If you're using Scrapy, you can use the `from_response` function to create a `TypedSoup` object from a Scrapy response:

```python
from typed_soup import from_response
from scrapy.http.response.html import HtmlResponse

# Assume 'response' is an HtmlResponse object
soup = from_response(response)

# Find an element
element = soup.find("div", class_="example")
if element:
    print(element.get_text())

# Find all elements
elements = soup("p")
for elem in elements:
    print(elem.get_text())
```

Or, without Scrapy, you can explicity wrap a `BeautifulSoup` object in `TypedSoup`:

```python
from typed_soup import TypedSoup
from bs4 import BeautifulSoup

soup = TypedSoup(BeautifulSoup(html_content, "html.parser"))
```


## Supported Functions

I'm adding functions as I need them.
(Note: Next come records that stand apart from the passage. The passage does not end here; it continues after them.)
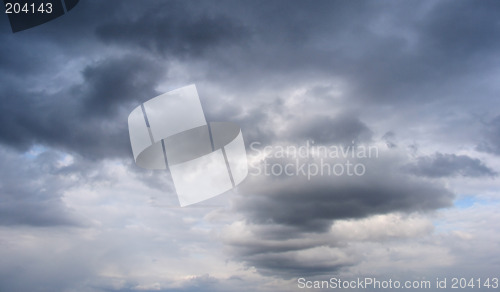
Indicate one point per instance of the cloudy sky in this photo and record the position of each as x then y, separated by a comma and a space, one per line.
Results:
416, 79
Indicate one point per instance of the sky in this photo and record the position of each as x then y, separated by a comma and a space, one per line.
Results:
417, 80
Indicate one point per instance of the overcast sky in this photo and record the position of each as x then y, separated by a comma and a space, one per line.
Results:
416, 79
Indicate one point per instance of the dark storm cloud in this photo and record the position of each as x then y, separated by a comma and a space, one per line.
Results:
87, 118
311, 206
449, 165
171, 28
112, 83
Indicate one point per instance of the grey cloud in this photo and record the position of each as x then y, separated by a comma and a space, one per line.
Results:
344, 129
491, 143
88, 118
173, 28
31, 196
313, 205
449, 165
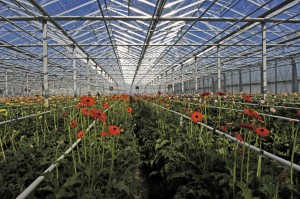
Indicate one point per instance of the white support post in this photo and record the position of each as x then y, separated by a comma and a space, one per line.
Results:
74, 73
45, 63
182, 78
88, 77
6, 83
173, 82
27, 85
264, 60
276, 86
166, 82
196, 75
219, 68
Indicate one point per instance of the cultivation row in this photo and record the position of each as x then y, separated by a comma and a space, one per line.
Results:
153, 147
105, 164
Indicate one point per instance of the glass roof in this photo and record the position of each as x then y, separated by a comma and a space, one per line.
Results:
134, 42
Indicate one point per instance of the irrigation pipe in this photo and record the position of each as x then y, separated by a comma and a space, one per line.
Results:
252, 104
264, 114
254, 148
237, 110
28, 116
33, 185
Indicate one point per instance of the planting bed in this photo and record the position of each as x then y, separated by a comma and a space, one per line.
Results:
187, 146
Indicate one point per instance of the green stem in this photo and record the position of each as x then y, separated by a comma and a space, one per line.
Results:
111, 166
73, 155
3, 153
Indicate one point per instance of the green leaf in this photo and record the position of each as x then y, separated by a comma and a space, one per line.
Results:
121, 186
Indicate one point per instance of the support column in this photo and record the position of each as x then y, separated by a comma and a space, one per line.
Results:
212, 85
88, 72
27, 85
224, 80
231, 79
196, 75
276, 86
45, 63
294, 76
74, 73
166, 82
6, 83
219, 68
182, 82
173, 82
264, 60
240, 81
250, 81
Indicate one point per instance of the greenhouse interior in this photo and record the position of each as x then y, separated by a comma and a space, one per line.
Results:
144, 99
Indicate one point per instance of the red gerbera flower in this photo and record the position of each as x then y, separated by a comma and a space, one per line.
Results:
247, 98
104, 134
247, 111
204, 94
73, 123
223, 128
115, 130
97, 114
87, 101
80, 134
239, 137
85, 112
248, 126
105, 106
220, 93
262, 131
196, 116
78, 105
65, 114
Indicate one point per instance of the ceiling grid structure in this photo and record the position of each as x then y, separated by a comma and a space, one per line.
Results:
137, 42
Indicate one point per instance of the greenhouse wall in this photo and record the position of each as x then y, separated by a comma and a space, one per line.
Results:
249, 79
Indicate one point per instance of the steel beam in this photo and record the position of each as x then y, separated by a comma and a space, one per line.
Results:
6, 83
196, 75
276, 77
156, 14
219, 68
145, 18
224, 80
240, 81
27, 85
295, 87
264, 60
88, 74
74, 73
156, 44
250, 81
182, 79
173, 81
45, 64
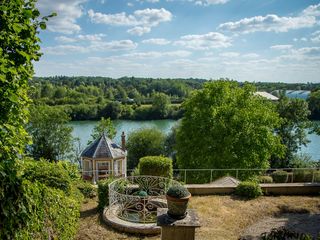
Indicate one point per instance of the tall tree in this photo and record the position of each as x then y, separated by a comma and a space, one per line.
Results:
160, 104
19, 47
226, 126
51, 136
293, 128
105, 127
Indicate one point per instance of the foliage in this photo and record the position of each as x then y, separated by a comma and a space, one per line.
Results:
303, 161
226, 126
51, 136
280, 176
156, 166
178, 191
265, 179
284, 233
51, 174
87, 189
248, 189
49, 213
144, 142
292, 131
160, 104
314, 105
105, 127
19, 47
103, 193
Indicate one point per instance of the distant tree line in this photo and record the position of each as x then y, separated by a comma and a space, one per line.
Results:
90, 98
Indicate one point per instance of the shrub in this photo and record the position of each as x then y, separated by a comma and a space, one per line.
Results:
248, 190
49, 213
178, 191
283, 233
265, 179
156, 166
302, 175
103, 193
87, 189
280, 176
50, 174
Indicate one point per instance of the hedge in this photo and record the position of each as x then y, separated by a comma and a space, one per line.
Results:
156, 166
248, 190
48, 214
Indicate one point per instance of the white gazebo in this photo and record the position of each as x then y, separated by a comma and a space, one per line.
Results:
103, 158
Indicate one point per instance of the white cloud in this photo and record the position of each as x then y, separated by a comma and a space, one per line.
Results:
94, 46
269, 23
68, 11
139, 31
155, 54
207, 41
141, 20
65, 39
229, 54
274, 23
156, 41
315, 37
281, 47
210, 2
86, 37
312, 10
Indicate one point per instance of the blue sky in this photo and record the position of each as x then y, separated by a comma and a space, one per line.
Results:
245, 40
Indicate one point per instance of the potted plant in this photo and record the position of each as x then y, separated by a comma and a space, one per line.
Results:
177, 198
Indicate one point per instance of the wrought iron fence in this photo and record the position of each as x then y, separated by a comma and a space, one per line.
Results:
127, 203
194, 176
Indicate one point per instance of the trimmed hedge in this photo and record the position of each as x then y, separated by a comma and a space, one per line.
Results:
156, 166
87, 189
249, 190
49, 213
280, 176
103, 193
265, 179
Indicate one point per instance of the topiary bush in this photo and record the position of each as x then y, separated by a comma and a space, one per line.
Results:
103, 193
178, 191
280, 176
156, 166
265, 179
302, 175
249, 190
87, 189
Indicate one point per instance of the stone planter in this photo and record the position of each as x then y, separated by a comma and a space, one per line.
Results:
177, 207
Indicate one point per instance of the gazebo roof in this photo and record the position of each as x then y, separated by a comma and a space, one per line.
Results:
103, 147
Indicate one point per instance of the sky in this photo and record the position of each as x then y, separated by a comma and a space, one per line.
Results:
244, 40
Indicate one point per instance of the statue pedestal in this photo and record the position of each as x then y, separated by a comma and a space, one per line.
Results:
173, 229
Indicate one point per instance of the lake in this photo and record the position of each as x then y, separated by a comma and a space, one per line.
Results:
83, 129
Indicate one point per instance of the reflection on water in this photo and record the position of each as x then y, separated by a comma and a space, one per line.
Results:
83, 129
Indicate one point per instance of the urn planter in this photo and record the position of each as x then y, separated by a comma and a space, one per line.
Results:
177, 199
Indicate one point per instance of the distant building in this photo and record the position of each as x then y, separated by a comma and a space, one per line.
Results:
267, 96
301, 94
103, 158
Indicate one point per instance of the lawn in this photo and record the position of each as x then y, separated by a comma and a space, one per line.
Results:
222, 217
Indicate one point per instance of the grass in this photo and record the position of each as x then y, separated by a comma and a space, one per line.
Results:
221, 217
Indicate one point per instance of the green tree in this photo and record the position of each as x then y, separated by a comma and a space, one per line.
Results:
19, 47
160, 104
314, 104
292, 130
51, 136
226, 126
105, 127
144, 142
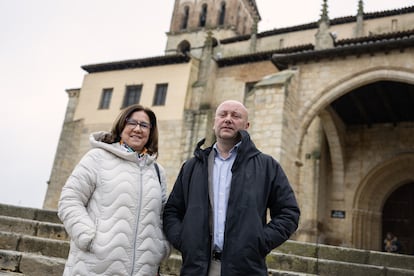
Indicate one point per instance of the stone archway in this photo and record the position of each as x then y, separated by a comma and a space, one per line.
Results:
361, 227
319, 101
371, 195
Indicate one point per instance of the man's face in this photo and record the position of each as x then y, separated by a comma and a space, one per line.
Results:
231, 116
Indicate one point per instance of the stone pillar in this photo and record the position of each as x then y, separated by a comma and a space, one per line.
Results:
66, 153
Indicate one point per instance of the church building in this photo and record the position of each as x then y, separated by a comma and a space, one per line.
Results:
331, 100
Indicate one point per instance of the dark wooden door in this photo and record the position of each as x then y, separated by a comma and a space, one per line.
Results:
398, 217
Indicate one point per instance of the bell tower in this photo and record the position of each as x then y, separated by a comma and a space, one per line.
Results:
193, 19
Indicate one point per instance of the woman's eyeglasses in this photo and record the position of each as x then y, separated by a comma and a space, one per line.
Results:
132, 124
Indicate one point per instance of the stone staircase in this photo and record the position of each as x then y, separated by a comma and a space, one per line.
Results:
33, 242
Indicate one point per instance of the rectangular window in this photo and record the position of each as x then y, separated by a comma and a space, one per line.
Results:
160, 94
132, 95
105, 98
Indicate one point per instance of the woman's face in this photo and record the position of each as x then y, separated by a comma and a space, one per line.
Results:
137, 130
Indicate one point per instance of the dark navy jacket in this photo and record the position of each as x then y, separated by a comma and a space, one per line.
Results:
258, 183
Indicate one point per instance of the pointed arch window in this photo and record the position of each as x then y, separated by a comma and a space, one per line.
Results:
184, 23
203, 16
222, 13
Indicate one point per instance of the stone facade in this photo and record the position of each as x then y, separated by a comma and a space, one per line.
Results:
288, 79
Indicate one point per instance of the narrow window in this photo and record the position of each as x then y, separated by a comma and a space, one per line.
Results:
105, 98
184, 23
203, 16
248, 87
394, 25
160, 94
222, 14
132, 95
281, 43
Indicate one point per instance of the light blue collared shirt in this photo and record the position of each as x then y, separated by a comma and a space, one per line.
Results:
221, 190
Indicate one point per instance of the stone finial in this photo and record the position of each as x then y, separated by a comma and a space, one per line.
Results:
323, 38
360, 8
359, 28
324, 14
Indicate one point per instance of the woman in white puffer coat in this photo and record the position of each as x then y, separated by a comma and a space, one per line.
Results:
112, 203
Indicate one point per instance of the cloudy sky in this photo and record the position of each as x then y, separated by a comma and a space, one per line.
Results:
44, 43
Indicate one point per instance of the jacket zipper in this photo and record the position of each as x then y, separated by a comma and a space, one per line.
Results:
138, 214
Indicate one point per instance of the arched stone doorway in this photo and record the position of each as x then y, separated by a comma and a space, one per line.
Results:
398, 216
358, 166
372, 195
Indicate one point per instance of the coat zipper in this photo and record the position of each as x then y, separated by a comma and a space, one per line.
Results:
140, 184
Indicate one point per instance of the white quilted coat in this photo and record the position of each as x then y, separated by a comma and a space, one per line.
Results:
111, 207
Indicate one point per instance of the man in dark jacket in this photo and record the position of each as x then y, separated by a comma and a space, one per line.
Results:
216, 214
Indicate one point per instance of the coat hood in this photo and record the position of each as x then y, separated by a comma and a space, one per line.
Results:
116, 148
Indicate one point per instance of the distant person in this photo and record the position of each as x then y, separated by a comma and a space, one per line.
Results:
112, 203
391, 243
216, 214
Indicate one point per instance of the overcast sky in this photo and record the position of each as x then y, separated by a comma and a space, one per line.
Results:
43, 43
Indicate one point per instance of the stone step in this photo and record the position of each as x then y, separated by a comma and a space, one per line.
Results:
9, 273
31, 227
350, 255
29, 213
30, 264
39, 236
318, 266
31, 244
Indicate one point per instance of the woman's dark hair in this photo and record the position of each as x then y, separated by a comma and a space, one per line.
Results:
119, 125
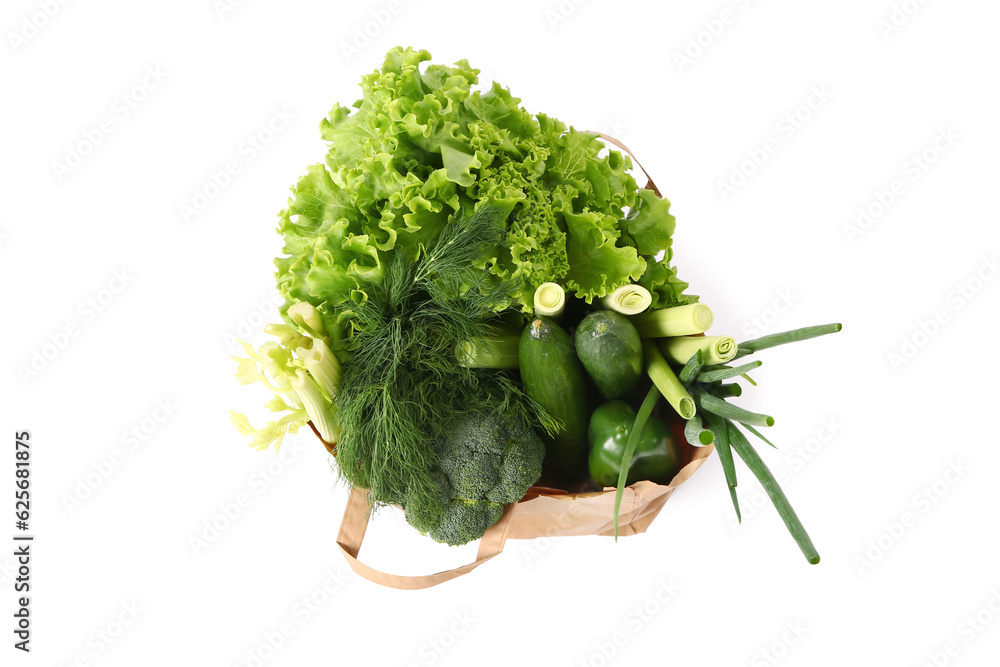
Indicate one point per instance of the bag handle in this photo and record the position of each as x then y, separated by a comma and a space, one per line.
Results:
358, 511
352, 534
650, 185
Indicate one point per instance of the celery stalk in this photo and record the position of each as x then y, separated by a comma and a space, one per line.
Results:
676, 321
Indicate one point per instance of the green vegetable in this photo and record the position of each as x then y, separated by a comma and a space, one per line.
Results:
423, 145
300, 369
611, 352
785, 511
402, 386
786, 337
485, 461
553, 376
645, 411
656, 454
717, 349
498, 350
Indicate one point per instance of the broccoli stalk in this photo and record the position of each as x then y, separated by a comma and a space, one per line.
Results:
485, 461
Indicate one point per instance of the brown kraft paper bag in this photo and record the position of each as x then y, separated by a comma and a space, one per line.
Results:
543, 512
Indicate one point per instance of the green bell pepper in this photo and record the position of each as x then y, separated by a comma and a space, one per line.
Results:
656, 457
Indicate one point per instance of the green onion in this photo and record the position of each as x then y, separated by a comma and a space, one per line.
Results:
805, 333
321, 364
717, 349
696, 434
550, 300
718, 426
641, 417
727, 390
320, 410
720, 407
691, 368
727, 373
628, 299
666, 381
676, 321
770, 484
306, 316
757, 433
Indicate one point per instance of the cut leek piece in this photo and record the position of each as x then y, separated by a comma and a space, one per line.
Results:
716, 349
550, 300
628, 299
666, 381
676, 321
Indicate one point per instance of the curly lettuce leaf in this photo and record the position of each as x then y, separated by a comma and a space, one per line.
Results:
422, 145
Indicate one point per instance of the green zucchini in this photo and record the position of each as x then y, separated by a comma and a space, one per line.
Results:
611, 352
553, 376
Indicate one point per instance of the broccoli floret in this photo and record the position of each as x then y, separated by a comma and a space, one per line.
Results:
486, 460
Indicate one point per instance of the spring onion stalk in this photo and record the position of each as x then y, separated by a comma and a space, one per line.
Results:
550, 300
666, 381
306, 316
757, 433
319, 409
720, 407
496, 352
691, 368
770, 484
696, 434
727, 373
805, 333
717, 349
722, 446
628, 299
641, 417
321, 364
676, 321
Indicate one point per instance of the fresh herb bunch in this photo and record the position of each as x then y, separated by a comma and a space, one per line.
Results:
403, 385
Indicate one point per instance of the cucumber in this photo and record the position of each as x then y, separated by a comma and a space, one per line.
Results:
611, 352
553, 376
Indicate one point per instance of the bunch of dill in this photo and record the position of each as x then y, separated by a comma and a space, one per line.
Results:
402, 385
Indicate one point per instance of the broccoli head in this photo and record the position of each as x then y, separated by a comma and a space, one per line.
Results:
486, 461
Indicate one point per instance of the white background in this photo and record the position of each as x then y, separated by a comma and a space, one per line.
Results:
910, 550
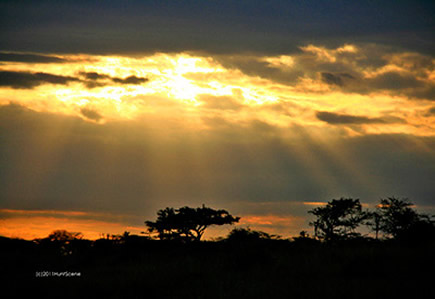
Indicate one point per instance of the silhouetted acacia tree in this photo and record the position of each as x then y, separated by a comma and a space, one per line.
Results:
187, 223
338, 219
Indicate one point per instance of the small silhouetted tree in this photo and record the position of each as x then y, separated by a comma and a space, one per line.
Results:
187, 223
248, 235
338, 219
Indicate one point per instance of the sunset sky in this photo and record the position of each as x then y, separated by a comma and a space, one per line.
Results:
112, 110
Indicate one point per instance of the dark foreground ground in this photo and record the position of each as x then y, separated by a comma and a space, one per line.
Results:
141, 268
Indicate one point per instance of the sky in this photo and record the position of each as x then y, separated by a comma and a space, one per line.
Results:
112, 110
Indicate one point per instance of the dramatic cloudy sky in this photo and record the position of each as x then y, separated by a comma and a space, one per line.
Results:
111, 110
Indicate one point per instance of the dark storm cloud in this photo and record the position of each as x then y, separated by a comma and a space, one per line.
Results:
30, 58
27, 80
347, 119
93, 79
91, 114
218, 27
139, 167
130, 80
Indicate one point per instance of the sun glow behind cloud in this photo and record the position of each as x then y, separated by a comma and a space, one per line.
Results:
207, 113
177, 82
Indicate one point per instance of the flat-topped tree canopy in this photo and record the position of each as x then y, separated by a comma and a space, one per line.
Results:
187, 223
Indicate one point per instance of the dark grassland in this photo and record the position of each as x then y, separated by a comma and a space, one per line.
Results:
137, 267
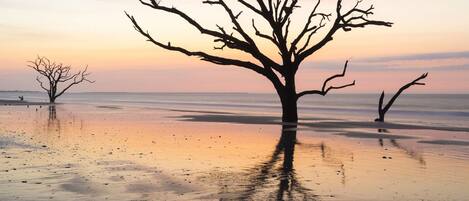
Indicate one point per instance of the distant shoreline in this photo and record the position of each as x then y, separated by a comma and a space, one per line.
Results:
20, 103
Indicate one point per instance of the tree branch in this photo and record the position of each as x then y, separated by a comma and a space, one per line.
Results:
354, 18
202, 55
325, 90
383, 111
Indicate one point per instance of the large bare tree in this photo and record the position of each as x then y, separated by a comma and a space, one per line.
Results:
57, 74
293, 50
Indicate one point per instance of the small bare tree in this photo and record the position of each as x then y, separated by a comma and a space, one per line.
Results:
383, 110
57, 74
293, 49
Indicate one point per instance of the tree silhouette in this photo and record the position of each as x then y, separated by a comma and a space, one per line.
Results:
56, 75
293, 50
383, 110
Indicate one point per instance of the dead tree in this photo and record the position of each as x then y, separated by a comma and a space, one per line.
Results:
57, 74
293, 50
383, 110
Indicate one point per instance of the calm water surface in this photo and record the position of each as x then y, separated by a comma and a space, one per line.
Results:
231, 147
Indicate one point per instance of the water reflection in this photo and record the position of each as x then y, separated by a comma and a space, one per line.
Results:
53, 123
413, 154
276, 179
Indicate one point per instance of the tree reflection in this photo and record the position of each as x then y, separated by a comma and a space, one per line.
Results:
263, 177
411, 153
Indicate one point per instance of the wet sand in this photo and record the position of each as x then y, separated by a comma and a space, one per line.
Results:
108, 152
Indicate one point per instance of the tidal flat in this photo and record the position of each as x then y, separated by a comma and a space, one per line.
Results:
121, 152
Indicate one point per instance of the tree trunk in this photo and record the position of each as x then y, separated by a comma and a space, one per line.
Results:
289, 102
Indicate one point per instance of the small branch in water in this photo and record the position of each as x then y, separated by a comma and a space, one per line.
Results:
383, 110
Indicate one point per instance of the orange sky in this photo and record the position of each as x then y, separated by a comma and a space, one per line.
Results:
427, 36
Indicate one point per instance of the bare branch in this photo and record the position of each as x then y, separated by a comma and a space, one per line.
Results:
56, 74
382, 111
325, 90
354, 18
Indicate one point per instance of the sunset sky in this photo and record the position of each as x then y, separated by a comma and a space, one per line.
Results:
428, 35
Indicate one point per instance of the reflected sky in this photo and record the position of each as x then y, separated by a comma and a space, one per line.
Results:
90, 151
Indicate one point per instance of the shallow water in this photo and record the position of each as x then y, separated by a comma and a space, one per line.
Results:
122, 152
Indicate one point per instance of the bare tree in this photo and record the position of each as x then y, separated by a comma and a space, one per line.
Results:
57, 74
383, 110
293, 50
If you have a request, please open an issue.
 These are the ones that I needed for [a dozen spiders](https://github.com/public-law/open-gov-crawlers):

- `find`
- `find_all`
- `__call__` (implicit find_all, e.g. `soup("p")` - standard BeautifulSoup API)
- `get_text`
- `children`
- `tag_name`
- `parent`
- `next_sibling`
- `get_content_after_element`
- `string`

And then these help create a `TypedSoup` object:

- `from_response`
- `TypedSoup`

## Type Safety Benefits

- All methods return properly typed results
- No more `None` surprises - optional values are properly typed and described in the function signatures
- IDE autocomplete support for all methods
- Static type checking support with mypy/pyright
- Runtime type validation for BeautifulSoup results

## License

This project is licensed under the MIT License.